Much has been recently written about the erosion of civilian control of militaries. A recent paper sheds light on how this phenomenon has developed in the United States over the past decades. As the US exports military expertise throughout the world, this attitude is increasingly seen in other countries.
The citations in the following paper can be explored for further thought on this subject. Weak political institutions and unnecessary military engagements seem to be the primary reason for military personnel's increasing contempt for civilian leadership.
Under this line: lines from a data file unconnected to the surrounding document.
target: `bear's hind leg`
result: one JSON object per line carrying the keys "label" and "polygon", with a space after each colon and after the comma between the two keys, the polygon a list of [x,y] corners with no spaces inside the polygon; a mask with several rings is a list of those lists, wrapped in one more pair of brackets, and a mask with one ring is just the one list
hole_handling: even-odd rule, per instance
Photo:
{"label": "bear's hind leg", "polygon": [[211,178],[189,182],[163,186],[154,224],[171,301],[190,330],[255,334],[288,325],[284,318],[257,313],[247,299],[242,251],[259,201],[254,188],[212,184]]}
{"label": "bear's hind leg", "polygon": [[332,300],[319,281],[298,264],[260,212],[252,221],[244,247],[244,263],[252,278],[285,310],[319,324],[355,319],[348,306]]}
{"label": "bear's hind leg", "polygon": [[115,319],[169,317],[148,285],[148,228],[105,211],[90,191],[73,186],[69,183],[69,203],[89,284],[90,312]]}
An abstract of the recent research paper:
Civilian control of the military is central to the making of security policy, ensuring that civilian officials and the elected leaders that appoint them oversee and decide military affairs. This paper exposes a challenge to civilian control in the United States that originates in the disparaging attitudes military personnel hold toward civilian society. We argue that when military personnel view military culture as superior, they are more likely to view civilian political leaders as illegitimate and in turn to favor actions that undermine civilian control. We develop a typology of civilian control in which military officers can constrain, contest and limit civilian authority. Our empirical analysis provides strong and consistent evidence of the corrosive effects of military superiority on civilian control across three surveys of U.S. military personnel: the 1998-99 TISS survey of 2901 military officers, a 2014 YouGov of 275 veterans, and an original 2020 survey of 770 West Point cadets.